In 1996 Maduro & Curiel’s Bank N.V. (“MCB”) obtained a right of mortgage on two parcels of land. In 2002 the mortgage on one parcel of land was canceled. However, the other parcel of land remained mortgaged. Subsequently, the mortgaged parcel of land was transferred to new owners. N.V. De Spaar en Beleenbank van Curaçao (“SBC”) financed this purchase and in return obtained a right of first mortgage on the parcel. At the time of the transfer of the real estate, MCB’s right of mortgage was ignored and the proceeds of the sale were not allocated to repay the mortgage. Hence, there was still an older mortgage on the parcel and, as a consequence, SBC’s right of mortgage ranked second. Subsequently, MCB indicated that the debt that was secured by the right of mortgage had not been settled and is still outstanding and that it has the intention to enforce its right of first mortgage, as its debtor stopped to pay off the loan and had no assets from which the debt can be recovered.

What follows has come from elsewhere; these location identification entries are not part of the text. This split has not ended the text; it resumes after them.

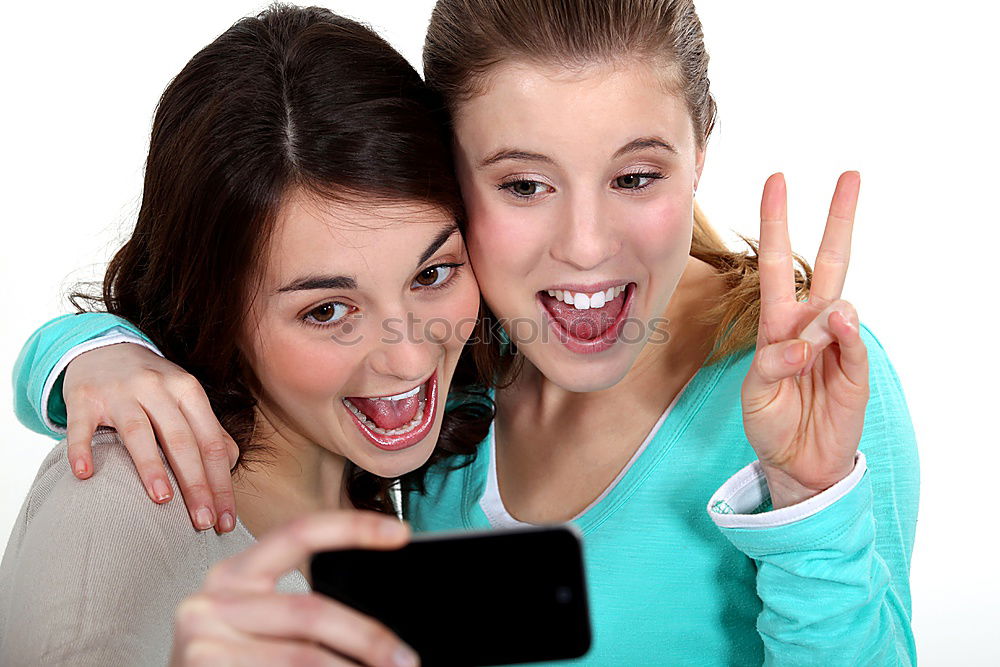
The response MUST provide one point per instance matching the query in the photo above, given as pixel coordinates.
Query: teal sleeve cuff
(38, 372)
(826, 526)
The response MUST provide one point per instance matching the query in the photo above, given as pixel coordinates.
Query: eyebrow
(438, 241)
(643, 143)
(528, 156)
(320, 282)
(515, 154)
(349, 282)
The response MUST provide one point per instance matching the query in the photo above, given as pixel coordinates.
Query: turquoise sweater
(825, 582)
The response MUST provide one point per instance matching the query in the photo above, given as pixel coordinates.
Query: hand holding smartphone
(476, 598)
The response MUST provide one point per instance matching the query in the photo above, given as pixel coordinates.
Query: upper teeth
(582, 301)
(405, 394)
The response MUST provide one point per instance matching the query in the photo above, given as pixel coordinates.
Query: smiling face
(580, 189)
(358, 326)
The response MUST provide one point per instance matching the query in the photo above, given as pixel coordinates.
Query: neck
(290, 477)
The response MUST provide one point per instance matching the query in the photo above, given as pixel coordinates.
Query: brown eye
(629, 181)
(328, 312)
(434, 276)
(428, 277)
(524, 188)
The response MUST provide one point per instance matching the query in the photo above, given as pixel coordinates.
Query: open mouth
(587, 322)
(398, 421)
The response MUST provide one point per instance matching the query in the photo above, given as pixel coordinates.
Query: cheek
(300, 365)
(499, 230)
(661, 230)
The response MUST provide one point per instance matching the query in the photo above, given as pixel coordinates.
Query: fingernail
(848, 320)
(390, 528)
(203, 518)
(405, 657)
(796, 354)
(226, 522)
(161, 491)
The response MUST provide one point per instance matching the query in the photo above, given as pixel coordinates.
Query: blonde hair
(467, 38)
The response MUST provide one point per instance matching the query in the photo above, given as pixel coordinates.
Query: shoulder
(94, 567)
(110, 512)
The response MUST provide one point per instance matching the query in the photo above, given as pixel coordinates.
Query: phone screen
(483, 598)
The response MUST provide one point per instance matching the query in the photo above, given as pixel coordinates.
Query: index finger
(774, 254)
(259, 567)
(834, 254)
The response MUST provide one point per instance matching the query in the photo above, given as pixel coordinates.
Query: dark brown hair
(468, 38)
(294, 98)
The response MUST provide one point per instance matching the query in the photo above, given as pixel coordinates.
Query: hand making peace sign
(805, 395)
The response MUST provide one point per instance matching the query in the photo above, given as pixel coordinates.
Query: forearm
(828, 596)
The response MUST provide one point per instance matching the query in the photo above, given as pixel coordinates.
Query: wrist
(786, 490)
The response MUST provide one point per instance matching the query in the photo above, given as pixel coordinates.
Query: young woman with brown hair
(285, 215)
(580, 130)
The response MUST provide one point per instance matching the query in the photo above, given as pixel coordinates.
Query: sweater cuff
(54, 382)
(744, 500)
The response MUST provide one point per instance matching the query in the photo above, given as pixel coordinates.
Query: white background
(903, 91)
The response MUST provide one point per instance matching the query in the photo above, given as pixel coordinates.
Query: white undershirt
(492, 504)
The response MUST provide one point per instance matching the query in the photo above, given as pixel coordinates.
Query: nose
(586, 238)
(406, 354)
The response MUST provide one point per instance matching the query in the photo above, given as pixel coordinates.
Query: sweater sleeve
(833, 571)
(39, 370)
(92, 574)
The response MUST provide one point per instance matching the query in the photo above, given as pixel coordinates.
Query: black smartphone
(476, 598)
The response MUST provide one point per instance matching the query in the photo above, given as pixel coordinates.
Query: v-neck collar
(668, 428)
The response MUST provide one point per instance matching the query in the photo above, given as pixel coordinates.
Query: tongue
(388, 414)
(584, 324)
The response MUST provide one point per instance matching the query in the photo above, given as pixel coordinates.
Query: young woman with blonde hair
(642, 371)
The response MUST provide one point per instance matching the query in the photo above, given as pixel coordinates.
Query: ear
(699, 164)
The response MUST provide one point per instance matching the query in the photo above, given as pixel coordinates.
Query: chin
(582, 374)
(396, 464)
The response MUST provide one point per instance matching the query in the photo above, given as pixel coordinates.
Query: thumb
(773, 363)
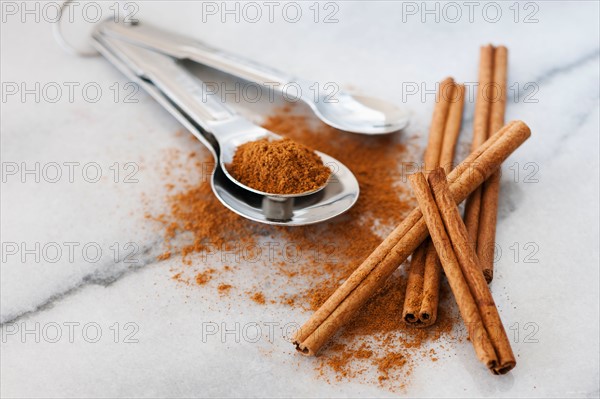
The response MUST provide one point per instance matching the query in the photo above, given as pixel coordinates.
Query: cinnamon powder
(278, 167)
(376, 347)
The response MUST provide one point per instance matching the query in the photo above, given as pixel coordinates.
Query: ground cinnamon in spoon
(278, 167)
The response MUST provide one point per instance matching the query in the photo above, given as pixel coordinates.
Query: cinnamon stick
(469, 263)
(422, 288)
(480, 133)
(433, 268)
(458, 284)
(342, 305)
(486, 235)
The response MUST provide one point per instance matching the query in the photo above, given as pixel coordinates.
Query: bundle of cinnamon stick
(460, 263)
(462, 260)
(422, 288)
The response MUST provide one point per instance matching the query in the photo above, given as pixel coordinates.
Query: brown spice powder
(377, 347)
(278, 167)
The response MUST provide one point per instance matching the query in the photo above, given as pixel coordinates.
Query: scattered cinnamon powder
(258, 297)
(204, 277)
(278, 167)
(224, 288)
(376, 347)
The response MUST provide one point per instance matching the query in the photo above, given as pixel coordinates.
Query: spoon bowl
(360, 114)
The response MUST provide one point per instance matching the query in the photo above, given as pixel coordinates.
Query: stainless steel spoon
(352, 113)
(222, 130)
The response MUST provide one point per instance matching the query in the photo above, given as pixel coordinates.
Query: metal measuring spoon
(352, 113)
(222, 130)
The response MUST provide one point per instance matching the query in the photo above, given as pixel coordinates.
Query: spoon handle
(186, 48)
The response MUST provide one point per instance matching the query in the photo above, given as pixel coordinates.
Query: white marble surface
(370, 49)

Next, SBC started proceedings against civil-law notary Burgers who had carried out the transfer of the real estate and therefore performed a search in the public registers, the Land Register itself who keeps record of the public registers and the Island Territory of Curacao. According to SBC, the civil law notary had breached his duty of care, when, at the first inspection, one of his employees failed to discover that MCB still held a right of mortgage on said parcel. Furthermore, the Land Register had failed to inform the civil law notary about said mortgage right at either the re- and/or the final inspection. Additionally, the Island Territory of Curacao is liable on the basis of art. 3:30 of the Netherlands-Antillean Civil Code (“CCNA”), which holds that the Island Territory of Curacao is liable for any mistake the Land Register makes in keeping record of the public registers.

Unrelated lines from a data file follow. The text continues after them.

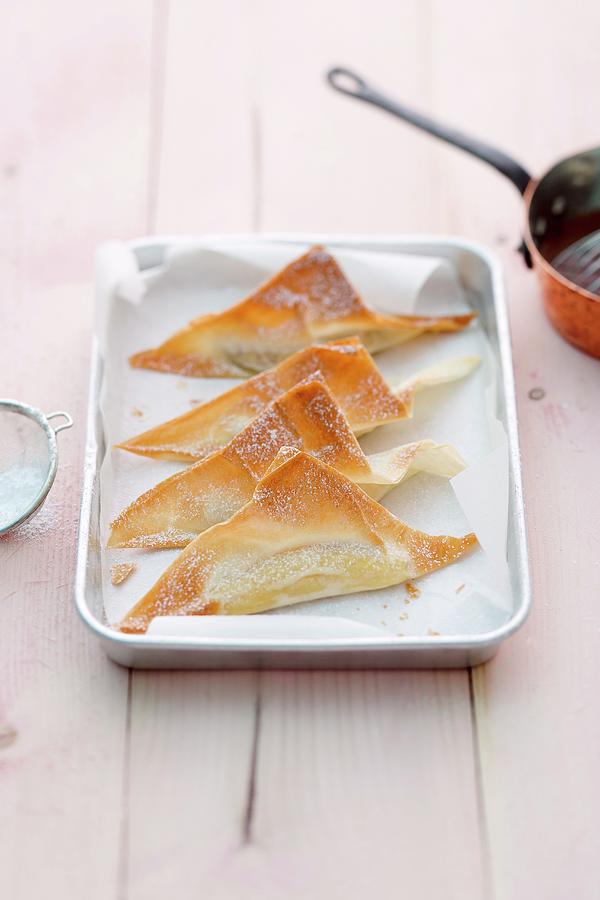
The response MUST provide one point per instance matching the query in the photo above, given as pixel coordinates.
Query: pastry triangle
(347, 369)
(309, 300)
(307, 532)
(307, 418)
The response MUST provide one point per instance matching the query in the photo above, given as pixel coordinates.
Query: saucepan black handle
(348, 82)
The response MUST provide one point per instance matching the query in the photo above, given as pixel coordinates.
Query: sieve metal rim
(43, 421)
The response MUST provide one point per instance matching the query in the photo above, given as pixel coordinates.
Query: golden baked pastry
(306, 417)
(346, 367)
(309, 300)
(307, 532)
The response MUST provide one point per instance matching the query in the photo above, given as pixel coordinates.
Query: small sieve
(28, 460)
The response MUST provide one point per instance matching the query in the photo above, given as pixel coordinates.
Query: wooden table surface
(128, 117)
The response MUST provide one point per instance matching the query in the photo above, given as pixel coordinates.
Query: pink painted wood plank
(206, 149)
(537, 716)
(308, 784)
(74, 85)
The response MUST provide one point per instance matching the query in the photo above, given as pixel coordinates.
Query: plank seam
(123, 867)
(488, 882)
(247, 826)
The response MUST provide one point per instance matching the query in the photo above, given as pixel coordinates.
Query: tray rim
(397, 645)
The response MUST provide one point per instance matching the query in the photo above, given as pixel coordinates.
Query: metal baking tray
(482, 279)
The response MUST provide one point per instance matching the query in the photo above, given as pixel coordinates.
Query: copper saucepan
(562, 226)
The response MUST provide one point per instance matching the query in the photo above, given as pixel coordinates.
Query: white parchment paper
(139, 310)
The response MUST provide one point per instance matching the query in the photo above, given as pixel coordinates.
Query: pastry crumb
(120, 572)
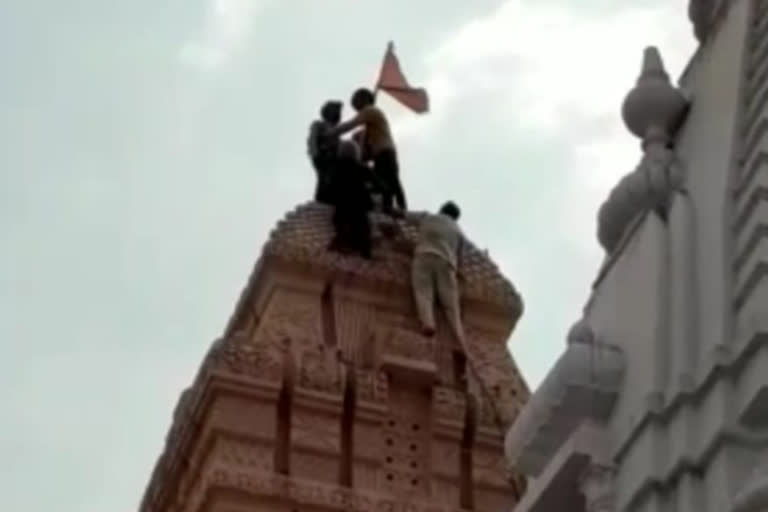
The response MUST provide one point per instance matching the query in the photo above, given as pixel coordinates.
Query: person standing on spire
(378, 146)
(435, 267)
(322, 147)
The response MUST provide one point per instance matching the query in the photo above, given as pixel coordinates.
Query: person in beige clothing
(434, 271)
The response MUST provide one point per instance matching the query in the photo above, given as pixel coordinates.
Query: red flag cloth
(393, 82)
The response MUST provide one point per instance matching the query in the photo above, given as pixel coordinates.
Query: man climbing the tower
(378, 146)
(434, 271)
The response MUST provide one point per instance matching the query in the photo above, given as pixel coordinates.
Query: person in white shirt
(434, 271)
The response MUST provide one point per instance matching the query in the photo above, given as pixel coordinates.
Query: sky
(147, 148)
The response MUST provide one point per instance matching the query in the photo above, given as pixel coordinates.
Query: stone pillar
(597, 485)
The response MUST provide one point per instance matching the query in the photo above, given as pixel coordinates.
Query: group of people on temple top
(351, 171)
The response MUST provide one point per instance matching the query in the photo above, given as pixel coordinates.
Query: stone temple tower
(321, 394)
(659, 401)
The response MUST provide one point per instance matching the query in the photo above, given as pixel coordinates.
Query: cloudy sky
(146, 149)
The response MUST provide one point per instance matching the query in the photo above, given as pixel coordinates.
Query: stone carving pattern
(245, 454)
(310, 466)
(405, 436)
(320, 432)
(499, 377)
(445, 458)
(320, 370)
(445, 492)
(231, 355)
(450, 404)
(371, 386)
(291, 316)
(303, 236)
(305, 493)
(490, 467)
(407, 345)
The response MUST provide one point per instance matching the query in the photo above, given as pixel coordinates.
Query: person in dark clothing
(322, 146)
(352, 203)
(378, 146)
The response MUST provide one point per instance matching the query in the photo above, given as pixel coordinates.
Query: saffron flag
(393, 82)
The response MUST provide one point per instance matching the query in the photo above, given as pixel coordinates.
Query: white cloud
(227, 24)
(562, 72)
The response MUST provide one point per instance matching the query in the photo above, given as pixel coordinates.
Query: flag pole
(390, 49)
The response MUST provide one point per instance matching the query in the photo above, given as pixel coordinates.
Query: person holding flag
(378, 143)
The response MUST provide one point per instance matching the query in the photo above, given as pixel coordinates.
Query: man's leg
(360, 233)
(423, 283)
(448, 295)
(395, 184)
(386, 169)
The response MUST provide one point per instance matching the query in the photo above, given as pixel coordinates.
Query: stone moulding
(649, 186)
(225, 478)
(583, 384)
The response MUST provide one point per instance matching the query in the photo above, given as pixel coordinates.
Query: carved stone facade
(322, 394)
(659, 399)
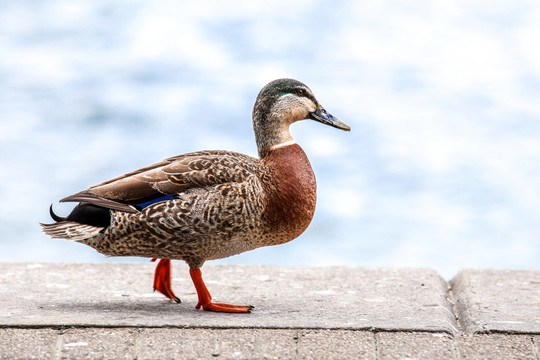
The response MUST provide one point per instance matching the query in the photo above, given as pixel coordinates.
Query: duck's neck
(290, 191)
(271, 131)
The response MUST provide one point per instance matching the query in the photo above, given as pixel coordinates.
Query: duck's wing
(168, 177)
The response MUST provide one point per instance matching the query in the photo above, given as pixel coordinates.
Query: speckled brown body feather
(273, 204)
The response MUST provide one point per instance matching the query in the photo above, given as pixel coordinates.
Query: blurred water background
(441, 168)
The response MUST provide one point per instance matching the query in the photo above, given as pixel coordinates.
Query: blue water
(440, 170)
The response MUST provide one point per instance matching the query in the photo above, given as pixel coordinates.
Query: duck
(209, 204)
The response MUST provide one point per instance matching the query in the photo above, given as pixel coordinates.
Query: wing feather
(169, 177)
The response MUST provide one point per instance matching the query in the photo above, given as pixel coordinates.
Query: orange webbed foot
(205, 299)
(162, 279)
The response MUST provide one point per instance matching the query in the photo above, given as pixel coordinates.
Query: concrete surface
(498, 300)
(97, 311)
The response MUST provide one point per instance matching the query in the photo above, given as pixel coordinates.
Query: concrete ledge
(319, 298)
(109, 311)
(498, 300)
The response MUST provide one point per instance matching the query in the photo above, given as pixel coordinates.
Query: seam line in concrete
(535, 348)
(376, 345)
(58, 346)
(452, 300)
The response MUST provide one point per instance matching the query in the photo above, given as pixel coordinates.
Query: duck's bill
(321, 115)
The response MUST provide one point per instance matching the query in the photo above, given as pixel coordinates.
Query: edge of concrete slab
(497, 301)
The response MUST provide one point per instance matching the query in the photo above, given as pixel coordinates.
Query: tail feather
(70, 230)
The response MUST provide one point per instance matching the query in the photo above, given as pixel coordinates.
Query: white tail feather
(70, 230)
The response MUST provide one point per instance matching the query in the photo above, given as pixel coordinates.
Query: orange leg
(205, 299)
(162, 279)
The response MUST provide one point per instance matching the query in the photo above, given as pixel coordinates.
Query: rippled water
(440, 169)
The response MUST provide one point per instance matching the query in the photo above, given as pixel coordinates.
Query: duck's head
(281, 103)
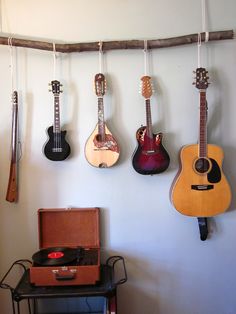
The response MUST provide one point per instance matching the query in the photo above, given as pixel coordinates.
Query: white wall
(170, 270)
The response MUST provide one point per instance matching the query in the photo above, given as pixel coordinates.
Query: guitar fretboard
(101, 123)
(203, 125)
(148, 118)
(56, 126)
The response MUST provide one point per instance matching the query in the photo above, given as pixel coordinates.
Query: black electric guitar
(56, 148)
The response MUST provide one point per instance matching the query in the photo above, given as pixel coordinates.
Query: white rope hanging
(11, 65)
(199, 42)
(54, 61)
(146, 59)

The Court agreed with these claims. Already on 20 October, 2008, the Court held Burgers liable. According to the Court, he had acted in breach of his duty of care towards third parties, like SBC, because he had failed to search all public registers. On 25 May 2009, the Court also held the Land Register and the Island Territory of Curacao liable for damages towards SBC. As said by the Court, the Land Register had written in its register that MCB’s right of mortgage had been canceled. This comment, which was followed by a question mark in the margin, had put Burgers on the wrong track. Besides that, the Island Territory of Curacao was also held liable on the basis of art. 3:30 CCNA. The Court ordered them to jointly and severally pay SBC’s procedural costs and damages which will be established in follow-up proceedings for the determination of damages.

Dave E. Liqui-Lung and Randolph van Eps of VanEps Kunneman VanDoorne represented the interests of SBC.